The above realization of emptiness (i.e. voidness of one's own essential nature) reveals the essence of the emptiness which we could denote as horizontal emptiness. Again, because we have arrived at this insight by comparing the phenomena that are manifested at the same level of abstraction, we consider such realization to be of inferior nature. Similar to our previous discoveries of what comprises a superior, or vertical insight, we can expect that only if we could arrive at an insight of emptiness that results from encompassing different levels of abstraction, could we really penetrate to the superior realm of the true emptiness -- the vertical emptiness.

We have seen that, in the world of communications, a certain action can be employed to stand for some other action (e.g. waving a white flag denotes a ceasefire, etc.) What is also interesting is how an absence of action (i.e. emptiness) can also stand for some other action (e.g. someone receives a message from his wife; he doesn't call her back; that triggers an angry action coming from his wife).
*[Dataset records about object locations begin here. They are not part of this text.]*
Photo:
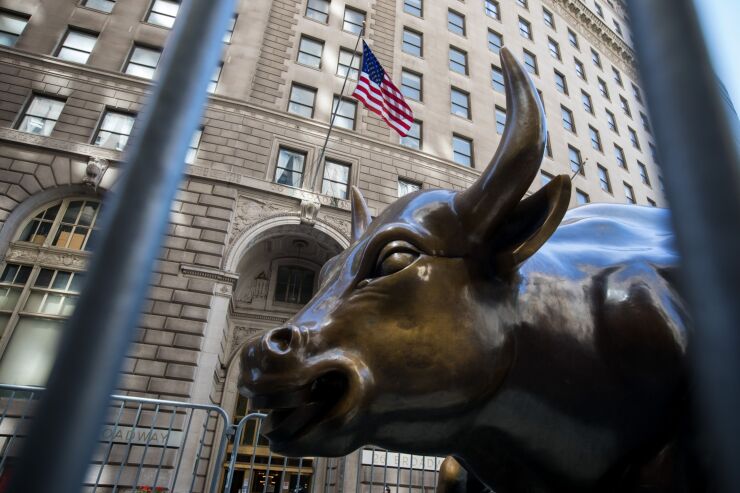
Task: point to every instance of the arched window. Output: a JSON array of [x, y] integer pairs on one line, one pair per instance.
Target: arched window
[[39, 287], [294, 284]]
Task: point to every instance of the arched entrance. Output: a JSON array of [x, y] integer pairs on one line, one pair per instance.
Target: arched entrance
[[278, 272]]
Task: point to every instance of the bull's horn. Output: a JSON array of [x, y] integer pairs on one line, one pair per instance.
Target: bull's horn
[[360, 214], [516, 162]]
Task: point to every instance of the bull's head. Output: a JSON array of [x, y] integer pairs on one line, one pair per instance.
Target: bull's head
[[408, 334]]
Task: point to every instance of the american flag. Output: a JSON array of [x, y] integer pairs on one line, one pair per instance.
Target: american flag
[[378, 93]]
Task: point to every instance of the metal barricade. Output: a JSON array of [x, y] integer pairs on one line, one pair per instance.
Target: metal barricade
[[144, 443], [253, 468]]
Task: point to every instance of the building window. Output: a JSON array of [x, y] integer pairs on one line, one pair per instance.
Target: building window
[[643, 173], [309, 52], [143, 62], [289, 170], [68, 224], [411, 85], [500, 120], [230, 29], [568, 122], [497, 79], [349, 61], [525, 28], [619, 155], [344, 116], [549, 19], [412, 43], [193, 147], [353, 20], [604, 179], [599, 10], [413, 137], [561, 83], [636, 92], [633, 138], [462, 150], [413, 7], [554, 48], [611, 121], [33, 306], [336, 179], [214, 78], [595, 138], [580, 70], [77, 46], [406, 187], [587, 104], [576, 164], [596, 58], [625, 106], [645, 122], [460, 103], [318, 10], [617, 77], [114, 130], [302, 100], [41, 115], [163, 13], [573, 39], [294, 284], [629, 193], [11, 27], [530, 62], [455, 22], [458, 61], [495, 41], [492, 9]]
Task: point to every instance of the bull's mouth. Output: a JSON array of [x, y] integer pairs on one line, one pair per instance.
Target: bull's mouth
[[295, 412]]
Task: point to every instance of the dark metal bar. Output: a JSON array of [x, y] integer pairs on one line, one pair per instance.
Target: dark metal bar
[[96, 337], [701, 168]]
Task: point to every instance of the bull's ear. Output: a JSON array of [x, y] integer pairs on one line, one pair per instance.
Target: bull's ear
[[531, 224], [360, 214]]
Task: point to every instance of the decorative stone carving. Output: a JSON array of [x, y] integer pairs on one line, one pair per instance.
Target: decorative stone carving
[[96, 168], [34, 254], [309, 211]]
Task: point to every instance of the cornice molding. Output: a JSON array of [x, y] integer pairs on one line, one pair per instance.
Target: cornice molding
[[598, 33]]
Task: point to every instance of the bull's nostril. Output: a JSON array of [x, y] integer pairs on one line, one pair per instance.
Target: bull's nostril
[[278, 340]]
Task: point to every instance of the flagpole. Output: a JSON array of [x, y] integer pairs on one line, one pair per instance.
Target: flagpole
[[317, 164]]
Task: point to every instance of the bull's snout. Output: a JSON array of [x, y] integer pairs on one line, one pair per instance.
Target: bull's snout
[[283, 341]]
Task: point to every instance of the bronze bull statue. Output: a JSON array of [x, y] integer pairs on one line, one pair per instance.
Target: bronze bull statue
[[545, 351]]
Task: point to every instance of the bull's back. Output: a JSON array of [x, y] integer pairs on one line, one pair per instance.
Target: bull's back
[[599, 236]]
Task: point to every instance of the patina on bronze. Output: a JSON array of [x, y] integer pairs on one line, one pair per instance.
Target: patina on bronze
[[545, 351]]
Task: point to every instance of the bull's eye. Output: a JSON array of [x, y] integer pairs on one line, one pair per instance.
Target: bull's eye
[[396, 256]]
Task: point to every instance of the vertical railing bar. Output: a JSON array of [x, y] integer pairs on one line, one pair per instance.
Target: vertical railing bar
[[15, 431], [181, 449], [200, 450], [146, 446], [124, 461], [109, 447], [267, 471], [166, 445], [257, 430], [5, 412]]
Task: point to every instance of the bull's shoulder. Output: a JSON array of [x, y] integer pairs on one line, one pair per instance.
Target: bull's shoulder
[[603, 235]]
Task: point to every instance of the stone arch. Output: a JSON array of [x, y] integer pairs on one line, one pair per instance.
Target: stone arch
[[28, 207], [256, 231]]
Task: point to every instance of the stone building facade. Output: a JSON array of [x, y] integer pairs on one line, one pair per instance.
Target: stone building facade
[[244, 246]]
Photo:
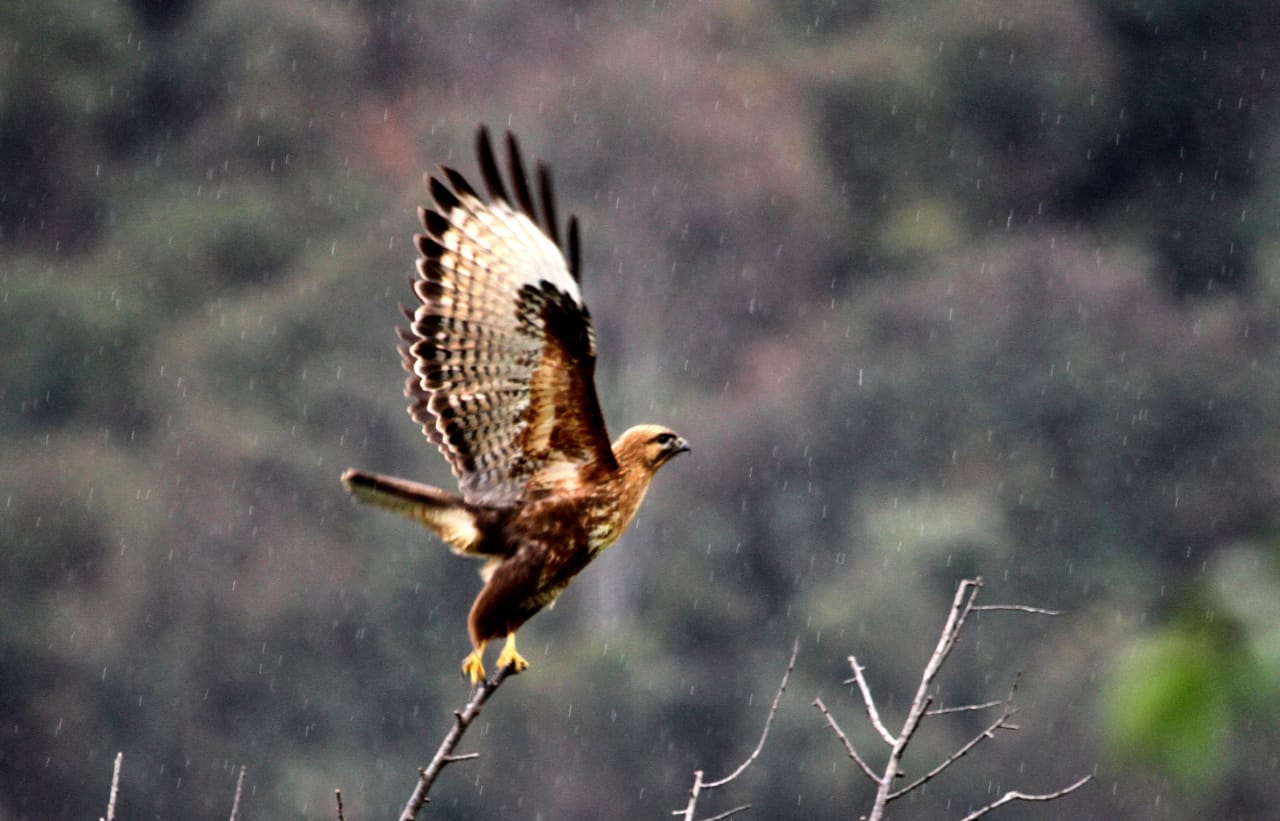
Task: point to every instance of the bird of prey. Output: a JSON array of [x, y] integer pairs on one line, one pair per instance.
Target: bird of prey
[[501, 356]]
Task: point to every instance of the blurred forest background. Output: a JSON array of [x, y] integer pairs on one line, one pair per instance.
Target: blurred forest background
[[936, 290]]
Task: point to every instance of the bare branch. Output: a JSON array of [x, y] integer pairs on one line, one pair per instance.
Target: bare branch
[[960, 607], [240, 789], [868, 701], [731, 812], [768, 723], [444, 755], [1015, 796], [1023, 609], [115, 788], [942, 711], [699, 785], [844, 739]]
This coupling of emptiness (certain communicational gesture that is in itself devoid of any self-essence) with the absence of emptiness (an implicit message sent out by the act of refusal to partake in the network of inter-dependent acts) is what we may use to point to the vertical emptiness. It is in a way closely tied with the above discussed vertical dualism (revealing the self-referential nature of two levels of abstraction -- action on one level, and absence of action in response to the original action on another level).